Questão de origem

Do bocal do tanque à buzina, muitos detalhes que parecem estranhos
em nossos carros têm relação com a procedência do projeto

por Fabrício Samahá

Meu amigo Paulo, dono de um Ford Fusion, veio perguntar dias atrás se eu sabia por que o carro tem o bocal do tanque de combustível no lado esquerdo — e não no direito, como nos outros automóveis que ele teve. "Até eu me acostumar, parava para abastecer com o bocal muito longe da bomba", ele comentou. E qual foi minha resposta? "Porque há um Mazda por baixo do seu carro. Explico melhor no próximo editorial". Então, vamos à explicação — para o leitor e para o Paulo, que deve estar até agora procurando o carro japonês escondido sob seu mexicano.

A posição da tubulação e do bocal do tanque, assim como vários outros elementos do veículo, é escolhida no projeto tendo em vista os países em que ele será mais utilizado. No caso do Fusion, que deriva da plataforma do Mazda 6, o Japão foi o mercado que norteou a decisão. Como lá se dirige pelo lado esquerdo da via, com o volante à direita, o acesso ao tanque fica mais prático se o bocal também estiver à esquerda, pois basta encostar no posto, sem se precisar atravessar a fila de bombas ou esticar sua mangueira até o outro lado — assim como é mais conveniente para nós quando fica à direita.

A mesma posição é usada pela maioria dos carros de origem japonesa, incluindo os nacionais de Honda e Toyota, e sul-coreana, embora na Coreia o tráfego seja pela direita como aqui. Tudo indica que Hyundai e Kia, entre outras, optaram por manter o padrão usado em seus primeiros carros que tinham mecânica cedida por fabricantes nipônicos. O tanque à esquerda está também nos projetos que consideraram o Reino Unido como mercado prioritário, o que inclui o Ford Ka de primeira geração (e o atual brasileiro) e todos os Fiestas, desde 1976. Já o Focus escapou ao "padrão inglês" e o mesmo vale para o novo Ka europeu, por ter a plataforma comum ao Fiat 500.

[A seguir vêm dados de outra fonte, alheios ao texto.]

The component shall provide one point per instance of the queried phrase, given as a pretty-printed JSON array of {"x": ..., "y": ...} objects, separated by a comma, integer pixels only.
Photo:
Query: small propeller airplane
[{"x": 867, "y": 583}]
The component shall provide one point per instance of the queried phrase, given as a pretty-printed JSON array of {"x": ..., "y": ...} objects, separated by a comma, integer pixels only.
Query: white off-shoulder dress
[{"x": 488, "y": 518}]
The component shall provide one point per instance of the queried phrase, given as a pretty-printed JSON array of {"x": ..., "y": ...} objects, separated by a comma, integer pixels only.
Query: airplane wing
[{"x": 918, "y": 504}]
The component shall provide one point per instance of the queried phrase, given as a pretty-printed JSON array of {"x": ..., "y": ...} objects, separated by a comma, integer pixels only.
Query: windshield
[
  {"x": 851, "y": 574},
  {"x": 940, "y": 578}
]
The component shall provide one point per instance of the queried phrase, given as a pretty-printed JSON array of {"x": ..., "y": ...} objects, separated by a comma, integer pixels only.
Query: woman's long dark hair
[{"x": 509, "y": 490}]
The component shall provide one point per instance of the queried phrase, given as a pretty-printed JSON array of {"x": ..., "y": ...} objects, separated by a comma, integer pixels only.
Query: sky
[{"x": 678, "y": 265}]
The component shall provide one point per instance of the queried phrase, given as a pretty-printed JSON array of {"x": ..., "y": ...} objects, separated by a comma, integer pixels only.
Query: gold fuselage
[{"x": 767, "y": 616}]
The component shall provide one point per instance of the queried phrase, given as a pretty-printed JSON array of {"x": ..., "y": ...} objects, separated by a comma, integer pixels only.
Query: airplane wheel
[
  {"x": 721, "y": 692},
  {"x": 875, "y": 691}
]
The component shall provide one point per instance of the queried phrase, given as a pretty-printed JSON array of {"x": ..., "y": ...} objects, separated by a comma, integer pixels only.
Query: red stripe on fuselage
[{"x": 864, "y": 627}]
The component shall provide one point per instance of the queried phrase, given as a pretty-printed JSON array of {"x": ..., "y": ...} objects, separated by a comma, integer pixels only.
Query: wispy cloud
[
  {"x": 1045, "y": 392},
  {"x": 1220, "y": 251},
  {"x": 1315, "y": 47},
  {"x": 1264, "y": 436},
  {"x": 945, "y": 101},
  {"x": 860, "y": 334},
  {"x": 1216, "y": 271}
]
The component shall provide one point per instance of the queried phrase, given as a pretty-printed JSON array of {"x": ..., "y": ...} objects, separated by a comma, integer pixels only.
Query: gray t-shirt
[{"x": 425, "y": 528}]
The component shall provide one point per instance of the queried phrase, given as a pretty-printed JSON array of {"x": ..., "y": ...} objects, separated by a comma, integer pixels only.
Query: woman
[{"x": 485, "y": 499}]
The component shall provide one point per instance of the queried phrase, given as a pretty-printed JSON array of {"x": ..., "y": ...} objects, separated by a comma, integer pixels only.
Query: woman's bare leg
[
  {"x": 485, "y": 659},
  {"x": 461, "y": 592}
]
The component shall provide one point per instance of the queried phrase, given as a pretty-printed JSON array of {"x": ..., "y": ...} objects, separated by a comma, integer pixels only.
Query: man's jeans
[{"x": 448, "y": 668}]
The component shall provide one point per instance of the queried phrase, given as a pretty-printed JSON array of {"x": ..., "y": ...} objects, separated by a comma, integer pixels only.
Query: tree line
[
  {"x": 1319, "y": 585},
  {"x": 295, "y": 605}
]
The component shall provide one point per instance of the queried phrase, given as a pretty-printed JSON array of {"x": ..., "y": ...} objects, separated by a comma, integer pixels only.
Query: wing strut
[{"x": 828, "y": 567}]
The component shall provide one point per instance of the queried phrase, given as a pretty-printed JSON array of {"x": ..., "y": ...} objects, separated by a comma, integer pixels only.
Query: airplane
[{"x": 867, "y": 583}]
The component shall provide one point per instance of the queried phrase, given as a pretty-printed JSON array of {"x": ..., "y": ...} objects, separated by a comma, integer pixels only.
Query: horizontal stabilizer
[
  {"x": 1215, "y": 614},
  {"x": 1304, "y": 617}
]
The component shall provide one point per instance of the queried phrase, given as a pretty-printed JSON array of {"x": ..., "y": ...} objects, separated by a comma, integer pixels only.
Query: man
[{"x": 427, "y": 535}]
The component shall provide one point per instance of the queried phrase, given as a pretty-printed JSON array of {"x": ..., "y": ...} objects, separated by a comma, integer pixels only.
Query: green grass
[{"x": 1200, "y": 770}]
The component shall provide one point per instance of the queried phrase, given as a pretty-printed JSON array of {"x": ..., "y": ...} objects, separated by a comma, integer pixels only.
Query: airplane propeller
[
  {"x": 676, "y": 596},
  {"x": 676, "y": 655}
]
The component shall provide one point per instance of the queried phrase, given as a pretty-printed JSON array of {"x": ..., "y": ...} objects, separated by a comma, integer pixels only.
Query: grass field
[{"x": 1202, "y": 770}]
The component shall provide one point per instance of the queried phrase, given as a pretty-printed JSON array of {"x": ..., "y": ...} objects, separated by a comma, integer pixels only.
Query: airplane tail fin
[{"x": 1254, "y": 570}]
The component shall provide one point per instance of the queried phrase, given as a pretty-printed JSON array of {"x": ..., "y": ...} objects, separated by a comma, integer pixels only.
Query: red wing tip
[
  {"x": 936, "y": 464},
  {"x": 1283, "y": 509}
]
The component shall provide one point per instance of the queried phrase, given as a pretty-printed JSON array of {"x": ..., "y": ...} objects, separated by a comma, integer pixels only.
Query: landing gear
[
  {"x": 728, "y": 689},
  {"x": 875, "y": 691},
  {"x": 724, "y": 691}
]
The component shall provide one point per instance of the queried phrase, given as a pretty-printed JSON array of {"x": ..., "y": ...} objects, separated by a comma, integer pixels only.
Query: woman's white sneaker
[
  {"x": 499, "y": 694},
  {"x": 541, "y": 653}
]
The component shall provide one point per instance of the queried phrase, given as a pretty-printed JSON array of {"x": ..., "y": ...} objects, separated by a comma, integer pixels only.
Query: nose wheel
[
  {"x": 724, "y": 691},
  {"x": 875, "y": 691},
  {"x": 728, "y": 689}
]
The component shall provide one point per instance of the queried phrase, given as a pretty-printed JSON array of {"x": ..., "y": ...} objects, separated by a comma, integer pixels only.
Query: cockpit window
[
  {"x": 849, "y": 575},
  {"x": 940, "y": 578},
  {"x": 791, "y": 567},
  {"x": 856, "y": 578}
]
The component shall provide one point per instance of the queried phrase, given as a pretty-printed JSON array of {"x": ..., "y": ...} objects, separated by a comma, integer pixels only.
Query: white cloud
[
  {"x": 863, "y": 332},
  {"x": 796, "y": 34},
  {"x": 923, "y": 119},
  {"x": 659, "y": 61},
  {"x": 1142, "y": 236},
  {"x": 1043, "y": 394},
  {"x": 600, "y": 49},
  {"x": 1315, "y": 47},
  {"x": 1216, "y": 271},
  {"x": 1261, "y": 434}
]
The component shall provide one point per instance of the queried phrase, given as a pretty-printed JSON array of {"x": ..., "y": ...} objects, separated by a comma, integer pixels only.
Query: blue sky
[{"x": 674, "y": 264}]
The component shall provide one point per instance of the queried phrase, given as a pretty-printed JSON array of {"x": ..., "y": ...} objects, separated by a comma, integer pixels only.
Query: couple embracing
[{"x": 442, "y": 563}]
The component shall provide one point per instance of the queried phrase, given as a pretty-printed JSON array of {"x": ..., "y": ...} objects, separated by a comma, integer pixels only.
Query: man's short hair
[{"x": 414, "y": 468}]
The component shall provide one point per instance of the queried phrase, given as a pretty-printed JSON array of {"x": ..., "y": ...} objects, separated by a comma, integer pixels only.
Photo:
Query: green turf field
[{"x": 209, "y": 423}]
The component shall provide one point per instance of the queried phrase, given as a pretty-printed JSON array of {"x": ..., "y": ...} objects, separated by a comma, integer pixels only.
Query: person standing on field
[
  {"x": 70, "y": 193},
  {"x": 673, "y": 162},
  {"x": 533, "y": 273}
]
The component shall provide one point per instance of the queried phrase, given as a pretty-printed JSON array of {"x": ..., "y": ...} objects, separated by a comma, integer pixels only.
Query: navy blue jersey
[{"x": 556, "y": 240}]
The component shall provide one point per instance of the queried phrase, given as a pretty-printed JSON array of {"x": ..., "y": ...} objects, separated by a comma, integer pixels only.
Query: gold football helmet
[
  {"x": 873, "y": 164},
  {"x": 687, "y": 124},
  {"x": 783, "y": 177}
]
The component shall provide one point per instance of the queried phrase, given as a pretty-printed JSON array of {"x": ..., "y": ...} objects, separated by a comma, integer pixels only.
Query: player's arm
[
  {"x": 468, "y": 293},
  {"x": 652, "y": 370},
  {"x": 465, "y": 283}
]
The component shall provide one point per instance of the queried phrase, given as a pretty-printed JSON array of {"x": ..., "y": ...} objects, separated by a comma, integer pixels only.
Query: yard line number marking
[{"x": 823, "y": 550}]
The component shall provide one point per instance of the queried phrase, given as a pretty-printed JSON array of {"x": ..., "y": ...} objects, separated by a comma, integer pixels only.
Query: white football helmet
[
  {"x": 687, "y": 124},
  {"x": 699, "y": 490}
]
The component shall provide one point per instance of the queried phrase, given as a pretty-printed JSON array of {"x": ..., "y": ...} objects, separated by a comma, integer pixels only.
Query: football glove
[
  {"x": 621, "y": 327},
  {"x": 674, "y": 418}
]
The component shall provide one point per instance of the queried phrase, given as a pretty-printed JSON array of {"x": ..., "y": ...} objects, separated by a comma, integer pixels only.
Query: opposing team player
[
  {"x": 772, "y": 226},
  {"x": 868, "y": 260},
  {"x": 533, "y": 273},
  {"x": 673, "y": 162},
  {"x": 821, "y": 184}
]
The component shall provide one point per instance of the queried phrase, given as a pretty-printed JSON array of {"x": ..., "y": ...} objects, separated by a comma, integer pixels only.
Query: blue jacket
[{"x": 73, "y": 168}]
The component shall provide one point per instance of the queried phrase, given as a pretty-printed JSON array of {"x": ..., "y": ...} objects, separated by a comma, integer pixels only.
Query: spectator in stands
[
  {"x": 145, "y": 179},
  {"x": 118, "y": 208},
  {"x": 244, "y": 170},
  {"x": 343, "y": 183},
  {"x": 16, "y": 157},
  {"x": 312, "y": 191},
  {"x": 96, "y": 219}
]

Curiosamente, a regra do bocal não vale para modelos Nissan como Tiida, Sentra e Livina. A explicação pode estar na importância de mercados ocidentais como o norte-americano para a marca, no caso dos dois primeiros, ou no compartilhamento cada vez maior de componentes e plataformas com a sócia Renault. E, embora a Austrália siga a "mão inglesa", o Omega que vem de lá também tem o bocal à direita, herança dos tempos em que sua arquitetura era baseada na de modelos da Opel alemã. No concorrente direto, o Ford Falcon, o abastecimento é pela esquerda.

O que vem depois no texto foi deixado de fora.